Testing strategies to build resilience in a chaotic world

Capgemini

2018-07-31

“Resilience or hardiness is the ability to adapt to new circumstances when life presents the unpredictable” – Salvatore R Maddi

In today’s world, system downtime is not an option. If a user can’t access an application once, chances are that they will never use it again. Resiliency, which in simple terms is the ability of a system to gracefully handle and recover from failures, thus becomes critical. Testing resiliency ensures the system’s ability to absorb the impact of a problem while continuing to provide an acceptable level of service to the business. In other words, to test resiliency introduce a defect and ensure that the system recovers gracefully. This concept was originally introduced by Netflix in the Principles of Chaos Engineering.

Netflix has defined the discipline as follows: chaos engineering is the discipline of experimenting on a distributed system to build confidence in the system’s capability to withstand turbulent conditions in production. This idea, which has proven to be very successful for Netflix, is now being adopted across industries. To design tests that fail and validate recovery requires that the test professional understand the architecture, design, and infrastructure of systems.

To build your test strategies for resilient systems, you should:

Conduct a failure mode analysis by reviewing the design of the system. In simple terms, this means identifying all the components, internal and external interfaces, and identifying potential failures at every point. Once failure points are identified, validate that there are alternatives to failure. For example, let’s say it is a service-based architecture and if the application depends on a single critical instance of service it can create a single point of failure. In this scenario, verify that if there is a request time/out then an alternative is available.
Validate data resiliency, i.e. that there is a mechanism for data to be available to applications if the system that originally hosted the data fails. Verify that the data backup process is either documented or automated.
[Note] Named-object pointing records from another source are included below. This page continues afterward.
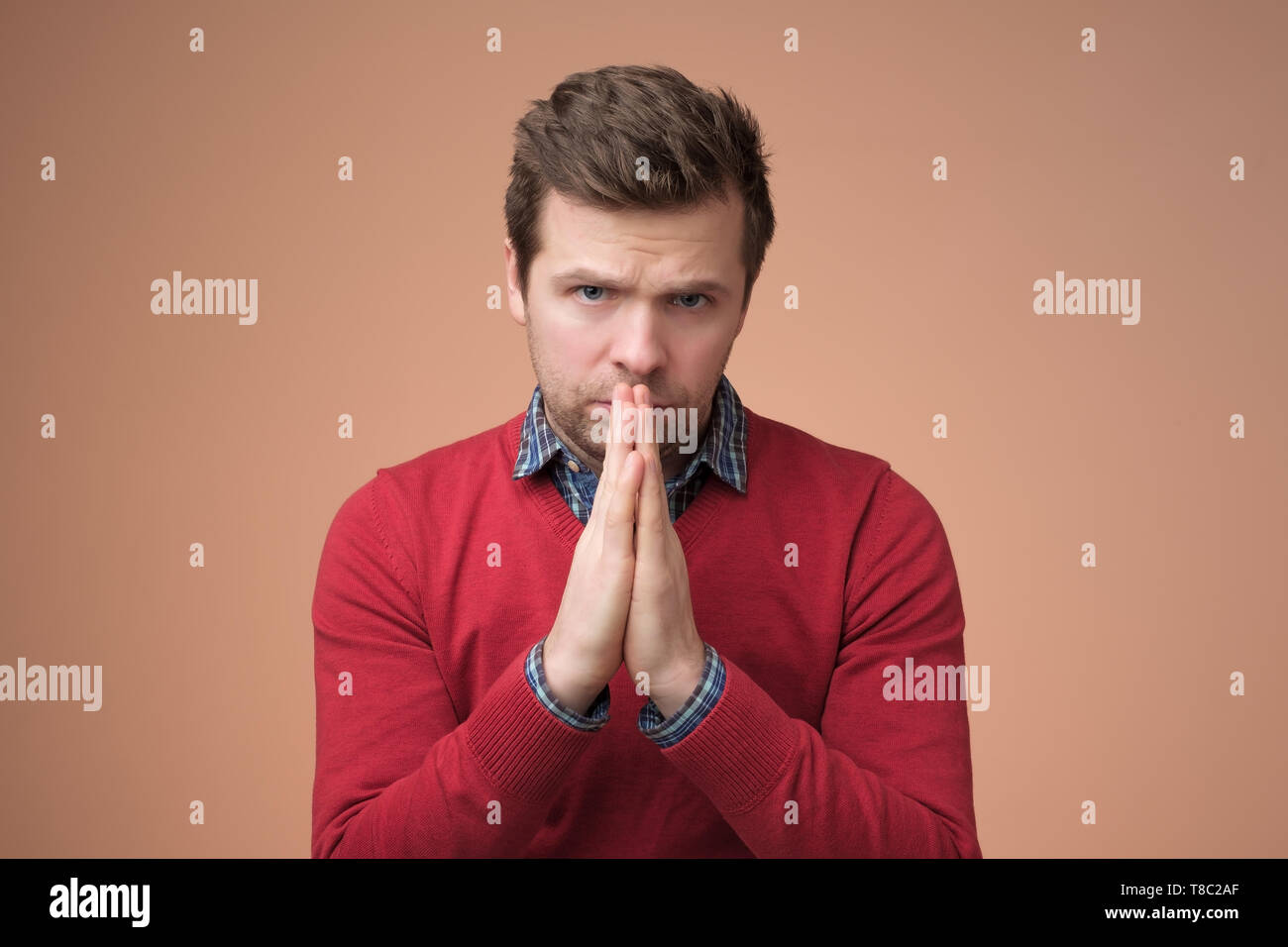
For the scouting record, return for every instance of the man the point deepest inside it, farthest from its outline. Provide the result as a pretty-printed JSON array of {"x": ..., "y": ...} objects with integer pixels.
[{"x": 481, "y": 608}]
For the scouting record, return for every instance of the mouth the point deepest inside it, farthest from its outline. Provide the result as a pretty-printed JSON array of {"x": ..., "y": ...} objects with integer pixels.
[{"x": 609, "y": 405}]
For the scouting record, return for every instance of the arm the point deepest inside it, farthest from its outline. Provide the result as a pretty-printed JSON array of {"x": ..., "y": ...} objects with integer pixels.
[
  {"x": 880, "y": 779},
  {"x": 398, "y": 775}
]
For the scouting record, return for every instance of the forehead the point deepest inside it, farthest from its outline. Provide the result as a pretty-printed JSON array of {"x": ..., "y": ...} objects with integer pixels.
[{"x": 578, "y": 235}]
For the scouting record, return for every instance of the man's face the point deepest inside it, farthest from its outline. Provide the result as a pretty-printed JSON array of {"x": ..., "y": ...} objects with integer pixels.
[{"x": 638, "y": 296}]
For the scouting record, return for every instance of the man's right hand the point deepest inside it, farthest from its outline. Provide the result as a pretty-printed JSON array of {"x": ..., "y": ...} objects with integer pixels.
[{"x": 584, "y": 650}]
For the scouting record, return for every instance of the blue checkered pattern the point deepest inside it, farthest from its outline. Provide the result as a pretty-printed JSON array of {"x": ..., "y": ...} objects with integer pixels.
[{"x": 724, "y": 451}]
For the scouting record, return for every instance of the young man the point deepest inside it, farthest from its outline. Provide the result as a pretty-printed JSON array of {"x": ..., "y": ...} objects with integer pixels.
[{"x": 481, "y": 608}]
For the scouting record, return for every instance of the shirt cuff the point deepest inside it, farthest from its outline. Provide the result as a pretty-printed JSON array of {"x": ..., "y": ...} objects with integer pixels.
[
  {"x": 591, "y": 720},
  {"x": 695, "y": 710}
]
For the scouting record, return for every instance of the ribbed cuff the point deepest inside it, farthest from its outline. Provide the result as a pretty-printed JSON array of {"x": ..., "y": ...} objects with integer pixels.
[{"x": 516, "y": 741}]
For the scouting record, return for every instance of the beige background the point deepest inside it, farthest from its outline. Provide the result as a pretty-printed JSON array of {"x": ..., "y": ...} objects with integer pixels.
[{"x": 1109, "y": 684}]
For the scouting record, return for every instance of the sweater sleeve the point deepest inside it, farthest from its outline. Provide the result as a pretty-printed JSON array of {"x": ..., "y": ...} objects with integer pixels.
[
  {"x": 880, "y": 777},
  {"x": 398, "y": 774}
]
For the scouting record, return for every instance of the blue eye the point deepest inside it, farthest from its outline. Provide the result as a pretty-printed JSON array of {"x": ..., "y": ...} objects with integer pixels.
[
  {"x": 692, "y": 295},
  {"x": 682, "y": 295}
]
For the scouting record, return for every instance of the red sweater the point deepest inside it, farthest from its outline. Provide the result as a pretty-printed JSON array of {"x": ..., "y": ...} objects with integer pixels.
[{"x": 439, "y": 574}]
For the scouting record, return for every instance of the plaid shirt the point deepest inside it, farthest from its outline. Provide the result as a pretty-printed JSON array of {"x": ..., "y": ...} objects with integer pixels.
[{"x": 724, "y": 451}]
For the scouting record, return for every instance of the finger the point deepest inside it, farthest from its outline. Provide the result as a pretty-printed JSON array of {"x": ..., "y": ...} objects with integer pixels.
[
  {"x": 653, "y": 514},
  {"x": 619, "y": 525},
  {"x": 617, "y": 447},
  {"x": 613, "y": 454}
]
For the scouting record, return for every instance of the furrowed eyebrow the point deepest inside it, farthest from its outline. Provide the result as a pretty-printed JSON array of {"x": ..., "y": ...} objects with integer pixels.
[{"x": 591, "y": 278}]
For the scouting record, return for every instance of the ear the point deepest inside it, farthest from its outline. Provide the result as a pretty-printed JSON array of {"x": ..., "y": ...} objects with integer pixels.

If automated, validate that the automated script backs up data correctly, maintaining integrity and schema.
From an infrastructure standpoint, configure and test health probes for load balancing and traffic management. These ensure that the system is not limited to a single region for deployment in case of latency issues.
From an application standpoint, conduct fault injection tests for every application in your system. Scenarios include shutting down interfacing systems, deleting certificates, consuming system resources, and deleting data sources.
Conduct critical tests in production with well-planned canary deployments. Validate that there is an automated rollback mechanism for code in production in case of failure.

Above all, the key to testing resiliency is continuous learning of the design architecture and infrastructure of systems. The more you learn, the more you understand the points of failure and the better you test.